# Whistles?



## Trent Goree (Aug 10, 2005)

I've used the Gonia mega whistle with my last dog, but was curious about the pealess whistles and the advantages to them. Such as the dallesasse or the green monster.


----------



## The Snows (Jul 19, 2004)

Biggest advantage up here .... Whistle pea + saliva + cold temperatures = pea frozen in whistle!


----------



## Renee P. (Dec 5, 2010)

The Answer, Green Monster and Dallesasse are louder as well as pealess (and therefore freeze proof).

The downside is that they are harder to blow---you need more air. If you are needing to stop dog as it is busting through cover or in running water, a long trill is desirable to give the dog a chance to hear the whistle. This is harder to do with the pealess whistles. 

The Dallesasse is my go-to whistle, but I will sometimes use the Mega Whistle if I don't want to disturb the neighbors or the Acme (#212?) for upland. 

I tried the Green Monster and Answer, for me the Dallesasse works better.


----------



## Daren Galloway (Jun 28, 2012)

I have gotten used to the Dallesasse and figured out how to blow it softly. Sounds very similar to The Answer if blown soft. Long loud blows do take white a bit if air.


----------



## BonMallari (Feb 7, 2008)

like playing an instrument or blowing a single reed duck call, using a Green Monster, an Answer or the Dallasasse(never tried one) takes a bit of practice, the pealess variety takes a steady stream of air thrown from deep in the diaphragm nut just from the cheeks of your mouth

Whichever you decide to use, start using hearing protection because they are as harmful as shooting a gun without ear protection


----------



## thelast2 (Dec 7, 2012)

The Snows said:


> Biggest advantage up here .... Whistle pea + saliva + cold temperatures = pea frozen in whistle!

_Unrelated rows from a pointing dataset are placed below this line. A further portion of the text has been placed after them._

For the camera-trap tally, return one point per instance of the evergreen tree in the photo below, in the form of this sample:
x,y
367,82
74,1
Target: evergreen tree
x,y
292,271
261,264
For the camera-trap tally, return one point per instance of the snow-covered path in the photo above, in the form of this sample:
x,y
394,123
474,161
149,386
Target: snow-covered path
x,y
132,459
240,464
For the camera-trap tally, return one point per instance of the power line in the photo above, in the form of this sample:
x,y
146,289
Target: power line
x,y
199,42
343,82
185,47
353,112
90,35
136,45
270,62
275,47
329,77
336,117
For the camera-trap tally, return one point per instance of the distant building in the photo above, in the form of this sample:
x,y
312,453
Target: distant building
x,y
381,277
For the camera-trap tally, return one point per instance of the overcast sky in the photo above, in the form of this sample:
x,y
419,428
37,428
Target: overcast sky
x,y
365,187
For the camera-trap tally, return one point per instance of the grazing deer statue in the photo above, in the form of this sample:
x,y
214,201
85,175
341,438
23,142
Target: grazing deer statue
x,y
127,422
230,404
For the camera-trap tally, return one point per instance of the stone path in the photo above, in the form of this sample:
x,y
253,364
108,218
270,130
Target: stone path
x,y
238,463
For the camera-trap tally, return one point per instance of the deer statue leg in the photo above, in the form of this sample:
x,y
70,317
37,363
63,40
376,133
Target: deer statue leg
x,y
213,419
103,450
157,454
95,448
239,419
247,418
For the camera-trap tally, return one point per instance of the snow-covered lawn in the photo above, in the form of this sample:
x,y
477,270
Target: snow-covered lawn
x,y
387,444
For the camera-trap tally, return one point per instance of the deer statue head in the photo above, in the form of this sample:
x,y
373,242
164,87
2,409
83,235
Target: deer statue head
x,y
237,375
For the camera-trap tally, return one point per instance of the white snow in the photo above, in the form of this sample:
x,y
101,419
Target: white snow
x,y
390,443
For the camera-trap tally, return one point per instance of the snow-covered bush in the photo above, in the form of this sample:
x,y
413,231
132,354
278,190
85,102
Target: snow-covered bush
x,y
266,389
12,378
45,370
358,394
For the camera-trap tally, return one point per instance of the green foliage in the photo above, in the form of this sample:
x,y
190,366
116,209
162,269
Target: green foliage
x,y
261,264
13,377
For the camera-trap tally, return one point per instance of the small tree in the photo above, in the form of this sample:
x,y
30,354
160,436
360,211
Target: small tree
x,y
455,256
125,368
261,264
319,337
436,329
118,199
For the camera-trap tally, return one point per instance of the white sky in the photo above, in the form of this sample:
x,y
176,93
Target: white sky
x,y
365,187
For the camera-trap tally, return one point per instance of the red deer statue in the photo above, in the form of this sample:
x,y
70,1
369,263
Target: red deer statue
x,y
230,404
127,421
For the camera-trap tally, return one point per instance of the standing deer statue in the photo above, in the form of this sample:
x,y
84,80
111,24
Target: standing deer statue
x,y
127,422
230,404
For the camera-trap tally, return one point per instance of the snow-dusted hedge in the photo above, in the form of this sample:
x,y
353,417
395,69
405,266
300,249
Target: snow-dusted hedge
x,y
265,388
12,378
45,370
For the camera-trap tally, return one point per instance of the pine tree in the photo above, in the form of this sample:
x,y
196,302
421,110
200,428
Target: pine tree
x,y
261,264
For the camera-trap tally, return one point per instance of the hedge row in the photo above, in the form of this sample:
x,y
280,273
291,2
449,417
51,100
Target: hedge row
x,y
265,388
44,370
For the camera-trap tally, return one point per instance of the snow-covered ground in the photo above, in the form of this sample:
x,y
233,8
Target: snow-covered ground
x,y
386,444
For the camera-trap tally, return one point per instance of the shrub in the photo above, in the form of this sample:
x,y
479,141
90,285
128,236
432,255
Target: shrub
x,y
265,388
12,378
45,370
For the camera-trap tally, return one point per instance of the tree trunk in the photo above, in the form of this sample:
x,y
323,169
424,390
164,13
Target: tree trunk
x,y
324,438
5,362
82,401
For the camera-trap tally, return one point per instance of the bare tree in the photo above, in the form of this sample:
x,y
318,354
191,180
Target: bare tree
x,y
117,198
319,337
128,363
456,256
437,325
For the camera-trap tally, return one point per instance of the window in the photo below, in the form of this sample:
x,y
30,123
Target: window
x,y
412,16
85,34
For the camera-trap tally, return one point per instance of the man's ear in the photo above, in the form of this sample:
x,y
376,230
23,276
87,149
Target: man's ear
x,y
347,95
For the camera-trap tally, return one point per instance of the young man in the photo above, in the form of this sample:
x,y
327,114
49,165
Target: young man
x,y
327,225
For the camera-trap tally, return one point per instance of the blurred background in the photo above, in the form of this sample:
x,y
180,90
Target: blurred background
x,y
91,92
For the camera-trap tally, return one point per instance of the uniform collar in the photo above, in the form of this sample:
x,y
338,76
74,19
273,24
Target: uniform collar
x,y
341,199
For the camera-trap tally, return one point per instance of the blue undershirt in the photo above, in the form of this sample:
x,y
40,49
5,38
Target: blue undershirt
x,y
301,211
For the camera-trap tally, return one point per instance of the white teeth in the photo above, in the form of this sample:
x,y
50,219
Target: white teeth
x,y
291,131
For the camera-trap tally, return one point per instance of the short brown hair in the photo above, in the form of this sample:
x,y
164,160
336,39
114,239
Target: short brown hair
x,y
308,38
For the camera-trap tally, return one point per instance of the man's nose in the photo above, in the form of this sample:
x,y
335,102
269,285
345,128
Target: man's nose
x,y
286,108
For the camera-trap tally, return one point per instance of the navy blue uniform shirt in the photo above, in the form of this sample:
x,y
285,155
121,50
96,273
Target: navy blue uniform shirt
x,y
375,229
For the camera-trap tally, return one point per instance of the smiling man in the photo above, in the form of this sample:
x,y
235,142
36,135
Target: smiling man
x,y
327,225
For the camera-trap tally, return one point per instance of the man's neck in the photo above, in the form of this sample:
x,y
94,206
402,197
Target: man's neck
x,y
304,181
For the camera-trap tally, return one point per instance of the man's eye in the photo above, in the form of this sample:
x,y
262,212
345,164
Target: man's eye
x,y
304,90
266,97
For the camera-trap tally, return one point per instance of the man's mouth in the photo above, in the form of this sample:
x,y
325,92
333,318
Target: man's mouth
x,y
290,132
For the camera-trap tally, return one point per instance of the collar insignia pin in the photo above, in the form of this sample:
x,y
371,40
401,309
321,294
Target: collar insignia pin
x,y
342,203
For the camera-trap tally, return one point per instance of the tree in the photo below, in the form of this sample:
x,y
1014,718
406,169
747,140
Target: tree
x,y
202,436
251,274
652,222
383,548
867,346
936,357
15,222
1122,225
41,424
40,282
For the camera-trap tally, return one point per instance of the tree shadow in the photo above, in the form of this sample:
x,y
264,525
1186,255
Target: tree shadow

Precisely, I prefer the Gonia special without the pea.


----------



## RonDoc (Apr 29, 2011)

I have all three
The green monster seems the loudest
The Gonia has a more consistent sound
Dogs have to get used to the different whistles


----------



## RonDoc (Apr 29, 2011)

need to clean them all to keep the sound consistent


----------



## Rick Hall (Jan 21, 2003)

The big whistles are too clunky for this hunter, but our conditions are such that getting loud can be mighty important, and I've gone to Fox's Sonic Blast the past couple years. Sound is consistent whether blown softly or hard, but you'll want to be sure to cup your hands around it for a megaphone when you need to really jump on it. It's LOUD.


----------



## Greyduk (Feb 22, 2014)

Rick, In looking at Gundogsupply, I see a Fox Classic 40 and a Fox Mini 40. Would that be similar to what you are using? Thanks.



Rick Hall said:


> The big whistles are too clunky for this hunter, but our conditions are such that getting loud can be mighty important, and I've gone to Fox's Sonic Blast the past couple years. Sound is consistent whether blown softly or hard, but you'll want to be sure to cup your hands around it for a megaphone when you need to really jump on it. It's LOUD.


----------



## Greyduk (Feb 22, 2014)

I found a Fox Sonik Blast on ebay. Got one coming. Thanks.


----------



## Rick Hall (Jan 21, 2003)

Hope it does the job for you. I got mine from Amazon. They come both with and without a rubber "mouth guard," or some-such, and after trying both, I cut it off mine that had it. Removing the "guard" leaves a substantial lip on the end of the whistle that makes it easier to hold between your teeth for long periods.


----------



## TroyFeeken (May 30, 2007)

I like The Answer whistle when I'm hunting because of the pealess design and not freezing up in cold temps. The only problem with it is up here in the upper midwest, we have blackbirds that mimic sounds in the summer time and I've had a couple of pops during tests because of them. I'm going to be transitioning to the Dallesasse this year and hopefully the dog will forget about the blackbirds.


----------